Configuring flume agents between two different nodes:

Here we are using 2 different nodes in which we have Hadoop and flume installed already and are up and running.

The data which we are using is,

sridhar@ubuntu:~$ cat ddd.txt

3,'sai',78

4,'ddd',87

5,'hh',973

4,'ddd',87

5,'hh',973

First let us configure flume configuration file on Node-1.

sridhar@ubuntu:~/apache-flume-1.5.0-cdh5.3.2-bin/conf$ cat flume.conf.source

#Source agent configuration

agent.sources = source1

agent.channels = memoryChannel

agent.sinks = AvroSink



#source configuration



agent.sources. source1.type = exec

agent.sources. source1.command = cat /home/sridhar/ddd.txt

agent.sources. source1.channels = memoryChannel



#Channel configuration



agent.channels.memoryChannel.type = memory

agent.channels.memoryChannel.capacity = 10000

agent.channels.memoryChannel.transactionCapactiy = 50



#Sink configuration



agent.sinks.AvroSink.type = avro

agent.sinks.AvroSink.hostname = 192.168.30.130

agent.sinks.AvroSink.port = 10005

agent.sinks.AvroSink.channel = memoryChannel

Here “192.168.30.130” is of Node-2 IP i.e sink IP address.

Now let us configure flume configuration file on Node-2.

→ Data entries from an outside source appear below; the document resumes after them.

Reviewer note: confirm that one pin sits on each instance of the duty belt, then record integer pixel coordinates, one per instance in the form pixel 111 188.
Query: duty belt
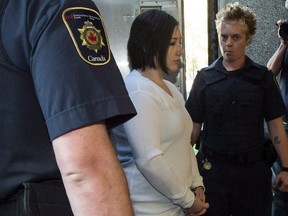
pixel 234 157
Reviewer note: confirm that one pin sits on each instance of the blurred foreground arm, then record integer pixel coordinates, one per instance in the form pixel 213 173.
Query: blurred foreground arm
pixel 93 178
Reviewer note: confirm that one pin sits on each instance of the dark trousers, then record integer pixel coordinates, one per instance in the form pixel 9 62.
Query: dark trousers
pixel 9 208
pixel 38 199
pixel 237 190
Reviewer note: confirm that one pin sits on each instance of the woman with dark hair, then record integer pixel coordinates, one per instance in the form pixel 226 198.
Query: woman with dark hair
pixel 154 147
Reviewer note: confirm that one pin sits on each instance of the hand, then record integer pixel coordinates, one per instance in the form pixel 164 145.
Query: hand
pixel 199 192
pixel 199 207
pixel 279 23
pixel 281 182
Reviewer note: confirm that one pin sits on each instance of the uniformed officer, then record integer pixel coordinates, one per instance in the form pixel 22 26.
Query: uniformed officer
pixel 60 90
pixel 278 65
pixel 231 98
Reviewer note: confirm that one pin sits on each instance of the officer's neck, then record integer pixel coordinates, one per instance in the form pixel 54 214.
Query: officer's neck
pixel 233 65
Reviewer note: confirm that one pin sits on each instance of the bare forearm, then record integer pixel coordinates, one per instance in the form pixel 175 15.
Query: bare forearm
pixel 99 192
pixel 93 178
pixel 279 139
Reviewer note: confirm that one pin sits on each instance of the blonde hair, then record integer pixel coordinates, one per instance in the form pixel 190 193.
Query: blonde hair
pixel 234 12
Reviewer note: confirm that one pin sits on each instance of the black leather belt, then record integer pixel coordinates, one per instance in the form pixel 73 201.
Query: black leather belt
pixel 234 157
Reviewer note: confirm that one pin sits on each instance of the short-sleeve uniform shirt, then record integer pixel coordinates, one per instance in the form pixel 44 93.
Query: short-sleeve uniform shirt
pixel 57 75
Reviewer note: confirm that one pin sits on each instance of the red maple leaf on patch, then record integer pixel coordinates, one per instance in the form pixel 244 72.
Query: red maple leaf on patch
pixel 92 37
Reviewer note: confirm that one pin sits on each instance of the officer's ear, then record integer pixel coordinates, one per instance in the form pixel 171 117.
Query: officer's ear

hdadmin@ubuntu:~/apache-flume-1.5.0-cdh5.3.2-bin/conf$ cat flume.conf.sink

#Sink agent configuration

agent2.sources = source2

agent2.channels = memoryChannel-1

agent2.sinks = HadoopOut



#source configuration



agent2.sources. source2.type = avro

agent2.sources. source2.bind = 192.168.30.130



#Node-1 sink and Node-2 source should be of same avro type and its IP as we are connecting both of them.

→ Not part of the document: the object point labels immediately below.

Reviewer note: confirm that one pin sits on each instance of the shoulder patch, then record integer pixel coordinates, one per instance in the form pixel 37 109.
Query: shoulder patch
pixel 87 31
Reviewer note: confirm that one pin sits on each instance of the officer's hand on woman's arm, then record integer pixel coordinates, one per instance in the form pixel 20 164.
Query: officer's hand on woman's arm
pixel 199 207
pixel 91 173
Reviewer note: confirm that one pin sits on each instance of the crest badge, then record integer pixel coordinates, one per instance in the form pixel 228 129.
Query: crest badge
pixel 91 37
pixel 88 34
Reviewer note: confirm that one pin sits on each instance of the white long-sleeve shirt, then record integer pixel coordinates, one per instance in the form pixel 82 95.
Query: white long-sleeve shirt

agent2.sources. source2.port = 10005

agent2.sources. source2.channels = memoryChannel-1



#Channel configuration



agent2.channels.memoryChannel-1.type = memory

agent2.channels.memoryChannel-1.capacity = 10000

agent2.channels.memoryChannel-1.transcationCapacity = 50



#Sink configuration



agent2.sinks.HadoopOut.channel = memoryChannel-1

agent2.sinks.HadoopOut.type = hdfs

agent2.sinks.HadoopOut.hdfs.path =  hdfs://localhost:9000/apache1_flume_data

agent2.sinks.HadoopOut.hdfs.fileType = DataStream

agent2.sinks.HadoopOut.hdfs.rollSize = 0

agent2.sinks.HadoopOut.hdfs.rollInterval = 60

agent2.sinks.HadoopOut.hdfs.rollCount = 0

agent2.sinks.HadoopOut.hdfs.batchSize = 50

Note-Now run configuration file of Node-2(Sink side) first then configuration file of Node-1(Source side).

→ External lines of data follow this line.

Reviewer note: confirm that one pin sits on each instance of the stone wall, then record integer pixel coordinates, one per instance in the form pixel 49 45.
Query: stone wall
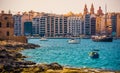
pixel 21 39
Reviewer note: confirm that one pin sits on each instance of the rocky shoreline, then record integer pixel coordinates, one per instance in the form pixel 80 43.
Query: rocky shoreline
pixel 12 61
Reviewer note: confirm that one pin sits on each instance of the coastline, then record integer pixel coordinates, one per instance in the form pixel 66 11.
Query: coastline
pixel 11 60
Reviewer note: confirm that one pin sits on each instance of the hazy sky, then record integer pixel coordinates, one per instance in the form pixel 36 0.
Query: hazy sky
pixel 58 6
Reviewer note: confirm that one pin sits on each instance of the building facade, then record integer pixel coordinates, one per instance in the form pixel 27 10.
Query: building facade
pixel 28 28
pixel 39 25
pixel 74 26
pixel 87 26
pixel 6 25
pixel 118 25
pixel 17 24
pixel 50 25
pixel 93 24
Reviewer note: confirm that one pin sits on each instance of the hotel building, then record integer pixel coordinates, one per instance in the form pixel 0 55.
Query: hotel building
pixel 50 25
pixel 118 25
pixel 6 25
pixel 17 24
pixel 74 26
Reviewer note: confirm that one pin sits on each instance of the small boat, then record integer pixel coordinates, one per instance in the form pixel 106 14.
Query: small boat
pixel 43 39
pixel 102 38
pixel 73 41
pixel 94 55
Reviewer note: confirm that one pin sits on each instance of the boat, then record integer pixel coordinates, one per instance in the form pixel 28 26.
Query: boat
pixel 94 55
pixel 73 41
pixel 43 39
pixel 102 38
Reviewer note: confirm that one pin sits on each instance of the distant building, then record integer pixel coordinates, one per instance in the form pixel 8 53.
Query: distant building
pixel 114 23
pixel 92 9
pixel 93 24
pixel 99 11
pixel 98 24
pixel 50 25
pixel 6 25
pixel 17 24
pixel 85 10
pixel 39 25
pixel 87 26
pixel 74 26
pixel 28 28
pixel 118 25
pixel 27 16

hdadmin@ubuntu:~/apache-flume-1.5.0-cdh5.3.2-bin$ bin/flume-ng agent --conf ./conf/ -f conf/flume.conf.sink -n agent2
sridhar@ubuntu:~/apache-flume-1.5.0-cdh5.3.2-bin$ bin/flume-ng agent --conf ./conf/ -f conf/flume.conf.source -n agent

We can see the output in HDFS as,

hdadmin@ubuntu:~/apache-flume-1.5.0-cdh5.3.2-bin$ hdfs dfs -ls /apache1_flume_data

Found 1 items

-rw-r--r--   1 hdadmin supergroup        57 2017-12-27 03:09 /apache1_flume_data/FlumeData.1514372953380.tmp



hdadmin@ubuntu:~/apache-flume-1.5.0-cdh5.3.2-bin$ hdfs dfs -cat /apache1_flume_data/FlumeData.1514372953380.tmp

3,'sai',78

4,'ddd',87

5,'hh',973

4,'ddd',87

5,'hh',973

In this way we can get the data from other node using “AVRO” source which is used for agent-to-agent communication.